Outcast is a 1922 American silent drama film directed by Chester Withey. The film starred Elsie Ferguson (in her next to last silent) and David Powell. William Powell has a small supporting part in this which was his third film.

The film is based on the play of the same name by Hubert Henry Davies and had been performed on Broadway in 1914 with Ferguson in the lead. The story was filmed in 1916 as The World and the Woman with Jeanne Eagels, afterwards as Outcast with Ann Murdock. After Ferguson's version it was filmed as Outcast with Corinne Griffith and Edmund Lowe in a Vitaphone version in 1928, and finally was the basis of The Girl From 10th Avenue (1935) starring Bette Davis and released by Warner Brothers.

==Plot==
As described in a contemporary film publication, Valentine Moreland has married her husband for money and jilted Geoffrey Sherwood.
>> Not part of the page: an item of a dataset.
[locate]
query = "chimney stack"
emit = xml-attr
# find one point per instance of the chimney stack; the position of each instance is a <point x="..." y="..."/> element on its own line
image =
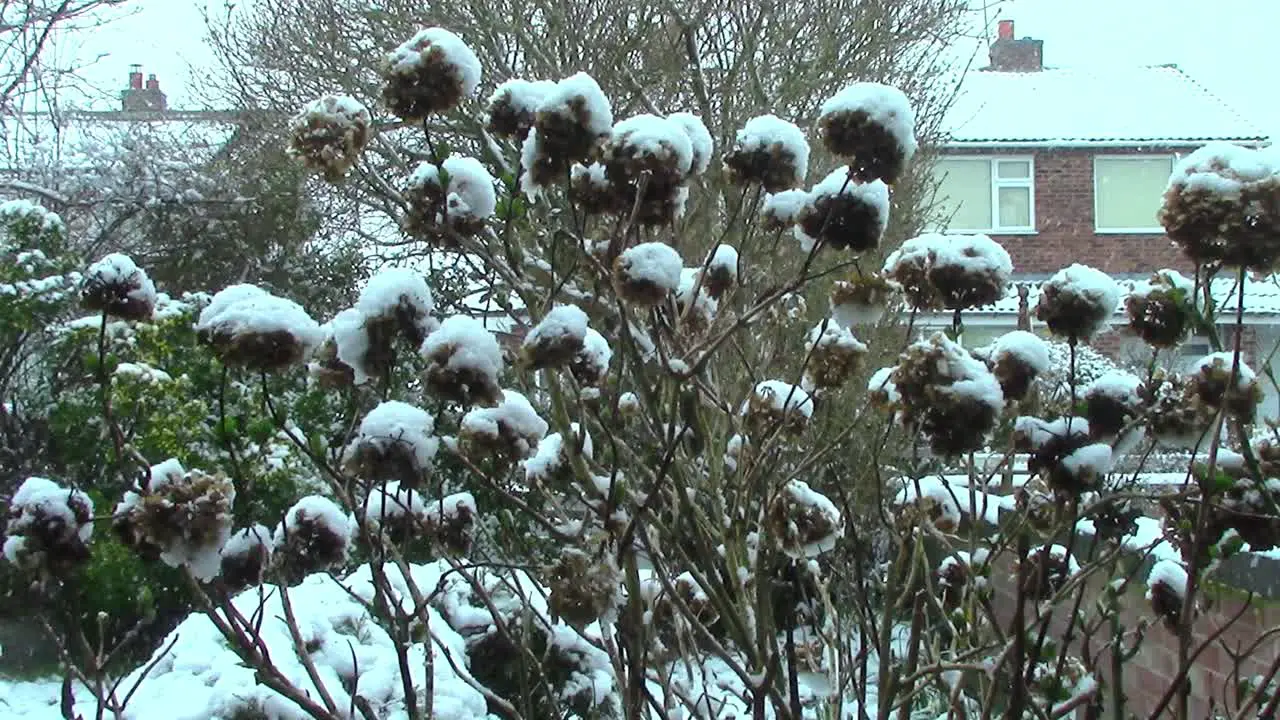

He feels her rejection keenly, and his friend Tony Hewlitt finds Geoffrey alone in his apartment drinking.

Miriam, abandoned by her husband and whose child had died from neglect, has been forced out on the street when her room's rent becomes overdue. Tony sprays some soda water out the window and hits Miriam. Miriam is invited in and Tony offers to compensate her for her hat. She tells Geoffrey her story, and he sees that he is no worse off than other people. Miriam works with Geoffrey in his South American business and he helps her get an apartment. She loves him and tries to win his affection, but he is held back by his memory of Valentine.
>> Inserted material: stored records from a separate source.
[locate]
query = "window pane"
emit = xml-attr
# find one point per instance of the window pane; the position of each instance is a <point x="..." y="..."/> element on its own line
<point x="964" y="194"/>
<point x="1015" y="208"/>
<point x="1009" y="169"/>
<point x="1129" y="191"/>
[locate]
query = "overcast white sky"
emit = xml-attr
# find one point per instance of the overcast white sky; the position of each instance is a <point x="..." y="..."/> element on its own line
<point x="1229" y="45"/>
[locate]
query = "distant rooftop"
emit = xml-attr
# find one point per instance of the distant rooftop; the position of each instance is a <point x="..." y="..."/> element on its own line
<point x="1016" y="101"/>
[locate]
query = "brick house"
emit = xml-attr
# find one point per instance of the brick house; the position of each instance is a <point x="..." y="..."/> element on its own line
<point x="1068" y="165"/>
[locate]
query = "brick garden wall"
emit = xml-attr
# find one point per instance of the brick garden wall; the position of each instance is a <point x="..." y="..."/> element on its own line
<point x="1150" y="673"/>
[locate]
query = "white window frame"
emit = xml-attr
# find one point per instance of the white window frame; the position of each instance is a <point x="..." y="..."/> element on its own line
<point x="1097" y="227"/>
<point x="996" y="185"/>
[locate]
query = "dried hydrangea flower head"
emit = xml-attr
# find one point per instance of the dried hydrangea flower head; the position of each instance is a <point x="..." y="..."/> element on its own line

Valentine has become weary of her elderly husband and seeks Geoffrey at his apartment. Miriam arrives and, seeing that Geoffrey is infatuated with Valentine, resolves to leave. Valentine glances out the window and, seeing her husband John entering the house, panics. Miriam hides Geoffrey and Valentine in the next room, and, when John comes in, convinces him that she is Geoffrey's mistress and the only woman there. After John leaves, Valentine decides to rejoin her husband.
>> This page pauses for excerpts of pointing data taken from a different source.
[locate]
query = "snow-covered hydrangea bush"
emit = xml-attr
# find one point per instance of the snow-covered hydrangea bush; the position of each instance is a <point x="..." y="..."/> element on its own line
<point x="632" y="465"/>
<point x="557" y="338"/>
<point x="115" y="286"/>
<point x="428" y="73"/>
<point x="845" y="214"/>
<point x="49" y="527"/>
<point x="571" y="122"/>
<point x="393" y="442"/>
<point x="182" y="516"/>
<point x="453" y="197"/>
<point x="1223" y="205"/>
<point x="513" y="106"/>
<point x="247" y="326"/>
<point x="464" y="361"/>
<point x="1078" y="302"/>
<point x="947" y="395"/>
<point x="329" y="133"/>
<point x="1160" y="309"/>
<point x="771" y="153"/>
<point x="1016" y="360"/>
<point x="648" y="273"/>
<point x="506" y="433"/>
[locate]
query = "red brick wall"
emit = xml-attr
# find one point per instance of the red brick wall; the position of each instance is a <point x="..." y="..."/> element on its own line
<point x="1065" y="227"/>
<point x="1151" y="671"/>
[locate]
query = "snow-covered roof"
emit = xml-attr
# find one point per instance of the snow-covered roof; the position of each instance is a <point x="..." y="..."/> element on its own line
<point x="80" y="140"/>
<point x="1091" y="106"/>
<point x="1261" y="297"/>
Miriam leaves and, after sending a letter to Geoffrey indicating an intent to kill herself, leaves on a boat for South America. Geoffrey pursues her in a seaplane and rescues her when she jumps of the ship. They are married and honeymoon in Rio.

==Cast==
- Elsie Ferguson as Miriam
- David Powell as Geoffrey Sherwood
- William David as Tony Hewlitt
- Mary MacLaren as Valentine Moreland
- Charles Wellesley as John Moreland
- Teddy Sampson as Nellie Essex
- William Powell as DeValle

==Preservation status==
The 1922 film is now considered a lost film. However, one source claims a print may exist in Milan, Italy at the Cineteca Italiana (*UPDATE;though this may be a mistake for the 1928 Corinne Griffith version which is now listed in Cineteca Italiana - September 2016).